Held at the El Rey Theatre, this year’s Launch Party for the L.A. program brought together the session’s 75 students who performed original material. Hosted by actress and singer Nikki Reed, the event was attended by Atom Factory’s Troy Carter, singer/songwriter Caitlyn Crosby and Roar Management’s Will Ward.
“I feel that my preparation and ability to seize opportunity allowed me to be selected out of thousands of applicants,” Mehta continued. “My advice to other young musicians would be to employ the same preparation and be ready to grind in order to become a full-fledged professional. It is NOT good enough to be just a great pianist, singer or dancer. You need to be able to do it all.”

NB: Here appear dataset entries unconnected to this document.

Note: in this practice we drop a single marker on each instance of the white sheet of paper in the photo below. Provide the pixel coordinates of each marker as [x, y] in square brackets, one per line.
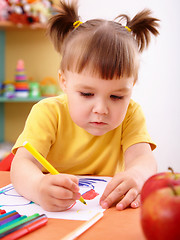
[91, 189]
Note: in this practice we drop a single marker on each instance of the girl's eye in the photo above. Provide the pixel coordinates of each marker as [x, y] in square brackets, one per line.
[86, 94]
[114, 97]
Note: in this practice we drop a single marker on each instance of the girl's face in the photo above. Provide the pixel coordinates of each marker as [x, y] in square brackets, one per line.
[96, 105]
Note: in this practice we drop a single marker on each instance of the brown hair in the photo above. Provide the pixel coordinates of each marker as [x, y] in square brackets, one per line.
[106, 48]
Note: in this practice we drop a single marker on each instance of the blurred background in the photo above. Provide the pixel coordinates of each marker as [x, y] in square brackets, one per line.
[157, 89]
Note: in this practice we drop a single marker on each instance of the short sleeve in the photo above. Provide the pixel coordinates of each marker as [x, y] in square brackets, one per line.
[40, 128]
[134, 129]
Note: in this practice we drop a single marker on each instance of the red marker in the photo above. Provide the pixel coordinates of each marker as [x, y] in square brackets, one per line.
[26, 229]
[2, 211]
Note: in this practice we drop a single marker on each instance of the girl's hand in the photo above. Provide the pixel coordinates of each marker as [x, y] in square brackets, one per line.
[123, 190]
[58, 192]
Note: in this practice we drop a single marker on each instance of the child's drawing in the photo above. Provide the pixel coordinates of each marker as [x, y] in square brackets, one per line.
[91, 190]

Turner plays electric and upright bass and basically is self-taught. After joining middle school band in sixth grade, he continues to explore his love of music, playing in the Burroughs high school band and jamming with other local musicians like Abcede and Mehta.
“I am really influenced by Early funk like, Parliament Funkadelic, Brothers Johnson, Kool and the Gang, KC and the Sunshine Band and Chic,” he said. “I am also influenced by Ray Brown, Paul Chambers, and Jaco Pastorius.”
Mehta took formal piano lessons until age 12. Since that time, he says he’s been self-taught from books and recordings. He also plays in the Burbank High School band program.
“I ran a jazz trio my sophomore year that played at reputable clubs in LA, most notably Vitellos, Vibratos and LA Live,” Mehta continued. “Now, I am in the process of creating a fusion band with some college musicians, writing for film, producing and writing R&B/Hip Hop tracks, learning how to mix and master tracks and forming business connections with older industry professionals.”
“We play mostly Latin and straight-ahead jazz standards that I have rearranged or re-harmonized,” Mehta said about the as-yet-unnamed Burbank high school trio. “We also play fusion, neo-soul and funk. None of my groups work with a teacher, they are self-led; however we have been approached by very reputable mentors such as Gordon Goodwin, Russell Ferrante, Ron Jones, Pat Senatore and others.”
At a recent rehearsal in Burbank, the trio sounded well put-together, running through recognizable jazz standards. The group intends to play at local school functions and around the L.A. area in the coming year.